The biggest reason for the trip was Tony & Kat’s wedding, but there were also self-assigned work: museums, galleries, literature, hiking, a golden visit to the Pacific ocean, a tour of artist Lisa Congdon’s studio, and coffee with Makeshift Society owner, the masterful Rena Tom. Our adventures took us all over the Bay area, on Bart, MUNI, ferry, car, bicycle, streetcar, taxi, and of course on foot. We saw more organic produce at the Berkeley Bowl than I’ve ever seen in one place before (Whole Foods included), drove legendary Highway 1 at sunset, noshed on a late night In-N-Out burger – animal style, dove into rich gourmet bowls of mac ‘n cheese at Homeroom, desserted at Tartine, and marveled at the highly technical event that is parallel parking on SF’s steep hills. And so much art – art, and people doing interesting things it was a feast for my brains too.
Thank you, California friends, new and old. The way you brought us so generously into your lives was all of the soul fuel I could’ve asked for. I’m looking for all the reasons I can to make my return and see some more of you soon.
1. Muir Beach Lookout. 2. Awesome logo on a Bay Ferry boat. 3. San Francisco’s literary festival, LitQuake plays hosts to comedian/novelists, David Handler and Andrew Sean Greer. Recap of the event here by my friend Margaret Edith Maggie who also kindly lodged us for a few nights. 4. I got chills seeing this couple unknowingly mimicking a massive Margaret Kilgallen painting at SFMOMA. 5. Woodland elf? Nope, it’s photographer Ben Speckmann in Muir Woods! 6. Lisa Congdon fans my already major lust for Scandianvia with tales her three week solo trip to Iceland, Sweden, and Copenhagen, and how it’s inspired her work. 7 & 8. Lettering inspiration dialed up to 11 at highly traditional custom sign-painting shop Golden West Sign Arts in Berkeley. 9. The ocean was so cold my toenails turned blue! Ah!!! Okay, not really. Just seeing if you were still paying attention.
All photos by me or Chad on iPhones or the Canon S100.
I have precisely 15 minutes to push out this missive, so I’m just going for it! Here’s what happened in the last month.

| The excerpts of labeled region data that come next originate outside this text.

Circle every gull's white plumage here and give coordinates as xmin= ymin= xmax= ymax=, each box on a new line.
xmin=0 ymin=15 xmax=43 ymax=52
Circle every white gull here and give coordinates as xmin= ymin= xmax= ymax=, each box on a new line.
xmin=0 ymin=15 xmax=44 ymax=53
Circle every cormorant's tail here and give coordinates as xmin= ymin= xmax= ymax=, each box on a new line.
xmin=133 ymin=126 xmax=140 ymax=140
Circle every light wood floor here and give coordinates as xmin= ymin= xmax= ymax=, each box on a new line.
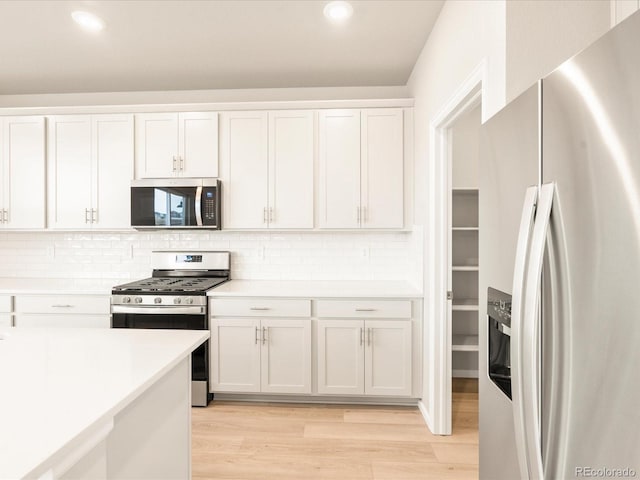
xmin=192 ymin=379 xmax=478 ymax=480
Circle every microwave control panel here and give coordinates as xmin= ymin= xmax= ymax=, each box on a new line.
xmin=202 ymin=187 xmax=219 ymax=225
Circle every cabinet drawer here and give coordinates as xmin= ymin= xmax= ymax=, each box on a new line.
xmin=15 ymin=295 xmax=111 ymax=315
xmin=209 ymin=298 xmax=311 ymax=317
xmin=317 ymin=299 xmax=411 ymax=318
xmin=0 ymin=295 xmax=11 ymax=313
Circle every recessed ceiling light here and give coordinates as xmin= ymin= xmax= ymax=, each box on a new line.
xmin=71 ymin=10 xmax=104 ymax=32
xmin=323 ymin=0 xmax=353 ymax=22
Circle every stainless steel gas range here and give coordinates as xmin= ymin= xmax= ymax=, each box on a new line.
xmin=111 ymin=251 xmax=230 ymax=407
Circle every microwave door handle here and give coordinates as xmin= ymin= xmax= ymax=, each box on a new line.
xmin=196 ymin=185 xmax=202 ymax=227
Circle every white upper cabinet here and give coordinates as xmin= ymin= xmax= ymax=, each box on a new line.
xmin=220 ymin=110 xmax=313 ymax=229
xmin=220 ymin=112 xmax=269 ymax=228
xmin=318 ymin=108 xmax=404 ymax=228
xmin=135 ymin=112 xmax=218 ymax=178
xmin=319 ymin=110 xmax=360 ymax=228
xmin=360 ymin=108 xmax=404 ymax=228
xmin=0 ymin=116 xmax=46 ymax=228
xmin=268 ymin=111 xmax=313 ymax=228
xmin=48 ymin=115 xmax=133 ymax=228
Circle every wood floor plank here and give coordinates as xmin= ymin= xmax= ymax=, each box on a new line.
xmin=431 ymin=443 xmax=478 ymax=465
xmin=344 ymin=408 xmax=424 ymax=425
xmin=372 ymin=462 xmax=478 ymax=480
xmin=192 ymin=381 xmax=478 ymax=480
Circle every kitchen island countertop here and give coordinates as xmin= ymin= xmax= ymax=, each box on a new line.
xmin=208 ymin=280 xmax=422 ymax=298
xmin=0 ymin=328 xmax=209 ymax=479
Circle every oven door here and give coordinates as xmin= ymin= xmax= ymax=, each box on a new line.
xmin=111 ymin=305 xmax=209 ymax=406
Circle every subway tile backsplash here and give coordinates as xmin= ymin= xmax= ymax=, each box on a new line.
xmin=0 ymin=230 xmax=423 ymax=287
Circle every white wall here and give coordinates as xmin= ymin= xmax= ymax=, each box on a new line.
xmin=407 ymin=0 xmax=505 ymax=225
xmin=506 ymin=0 xmax=611 ymax=102
xmin=408 ymin=0 xmax=506 ymax=430
xmin=0 ymin=86 xmax=409 ymax=108
xmin=451 ymin=106 xmax=481 ymax=188
xmin=407 ymin=0 xmax=611 ymax=434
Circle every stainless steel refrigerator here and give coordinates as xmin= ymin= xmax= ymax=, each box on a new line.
xmin=480 ymin=14 xmax=640 ymax=480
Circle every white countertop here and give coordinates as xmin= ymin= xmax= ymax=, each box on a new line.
xmin=0 ymin=277 xmax=122 ymax=295
xmin=208 ymin=280 xmax=422 ymax=298
xmin=0 ymin=328 xmax=209 ymax=479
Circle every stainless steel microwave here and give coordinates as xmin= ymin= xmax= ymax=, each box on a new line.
xmin=131 ymin=178 xmax=221 ymax=230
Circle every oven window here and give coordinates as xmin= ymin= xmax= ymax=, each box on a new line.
xmin=112 ymin=313 xmax=209 ymax=330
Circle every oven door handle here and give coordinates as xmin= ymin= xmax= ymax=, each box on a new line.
xmin=111 ymin=305 xmax=206 ymax=315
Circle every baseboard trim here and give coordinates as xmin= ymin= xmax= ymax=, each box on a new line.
xmin=418 ymin=400 xmax=433 ymax=433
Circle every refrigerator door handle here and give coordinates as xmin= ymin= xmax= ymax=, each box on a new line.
xmin=510 ymin=186 xmax=538 ymax=478
xmin=510 ymin=186 xmax=538 ymax=478
xmin=514 ymin=183 xmax=555 ymax=480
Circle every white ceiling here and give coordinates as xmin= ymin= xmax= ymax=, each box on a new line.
xmin=0 ymin=0 xmax=444 ymax=95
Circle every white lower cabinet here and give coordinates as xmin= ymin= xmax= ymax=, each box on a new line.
xmin=14 ymin=295 xmax=111 ymax=328
xmin=210 ymin=318 xmax=311 ymax=393
xmin=317 ymin=320 xmax=412 ymax=396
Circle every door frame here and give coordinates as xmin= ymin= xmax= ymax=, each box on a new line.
xmin=425 ymin=59 xmax=488 ymax=435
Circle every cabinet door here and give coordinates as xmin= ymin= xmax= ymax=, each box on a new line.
xmin=261 ymin=319 xmax=311 ymax=393
xmin=318 ymin=110 xmax=360 ymax=228
xmin=209 ymin=318 xmax=260 ymax=392
xmin=361 ymin=108 xmax=404 ymax=228
xmin=364 ymin=320 xmax=411 ymax=396
xmin=0 ymin=116 xmax=46 ymax=228
xmin=178 ymin=112 xmax=218 ymax=178
xmin=317 ymin=320 xmax=364 ymax=395
xmin=91 ymin=115 xmax=133 ymax=228
xmin=135 ymin=113 xmax=179 ymax=178
xmin=269 ymin=111 xmax=313 ymax=228
xmin=220 ymin=112 xmax=268 ymax=228
xmin=48 ymin=115 xmax=91 ymax=228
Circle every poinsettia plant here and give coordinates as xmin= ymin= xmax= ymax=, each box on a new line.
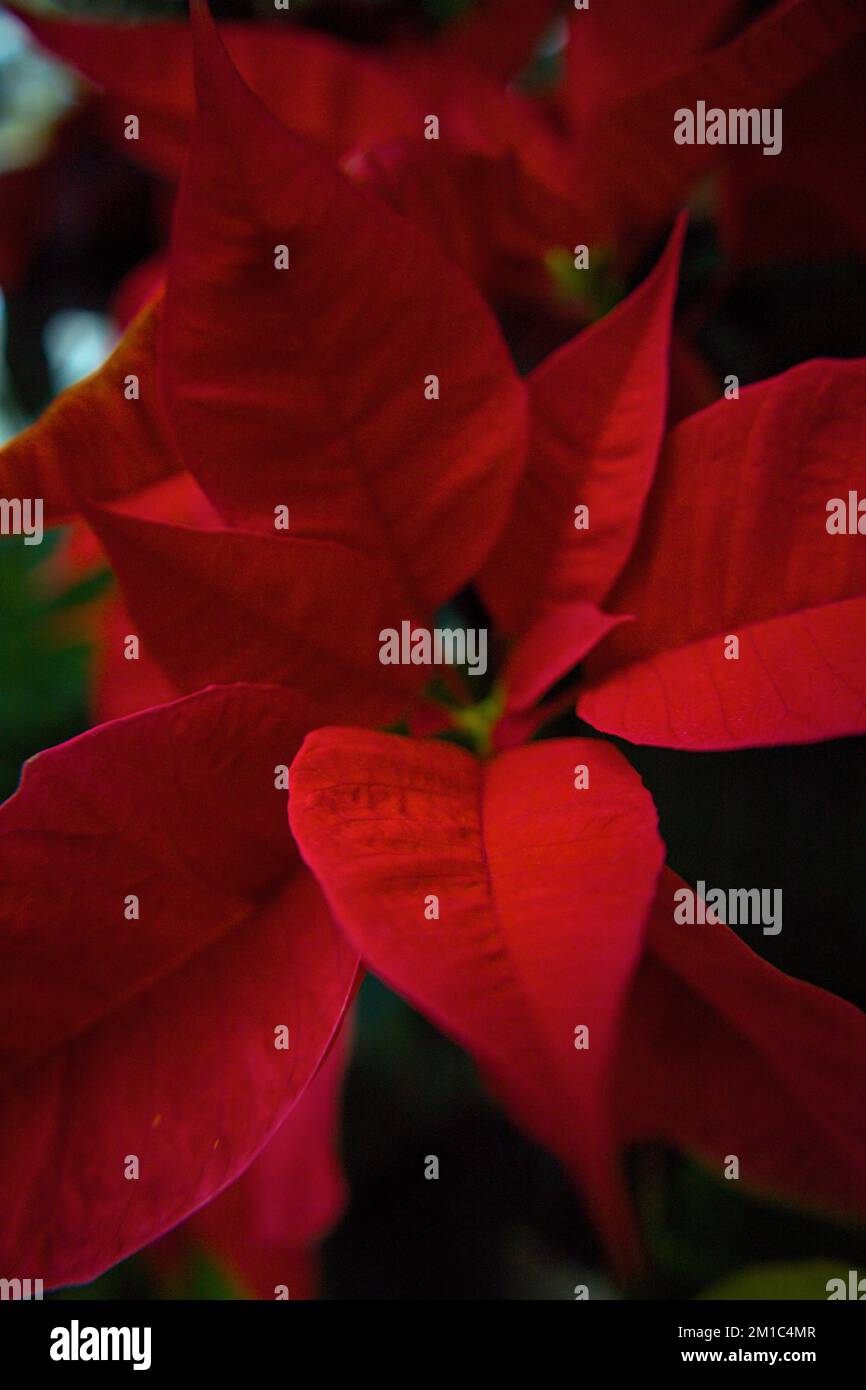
xmin=0 ymin=0 xmax=866 ymax=1297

Chad & I went to Minnesota to hang out with my fam and do some co-working at Loose Cubes. But we also got a really stellar behind-the-scenes tour of the Walker Art Center in Minneapolis. Designer Dante Carlos showed us their incredible library, archives, design offices, and introduced us to the rest of their design team. It was so incredible! I could have spent the whole afternoon pawing aroung in their library. Dante had the librarian pull some handmade pop-up books by one of my long time favorite artists, Tauba Auerbach. Wow, right? We even made the Walker blog too!
+ I started working with Aeolidia, I’m designing websites with them on the reg now.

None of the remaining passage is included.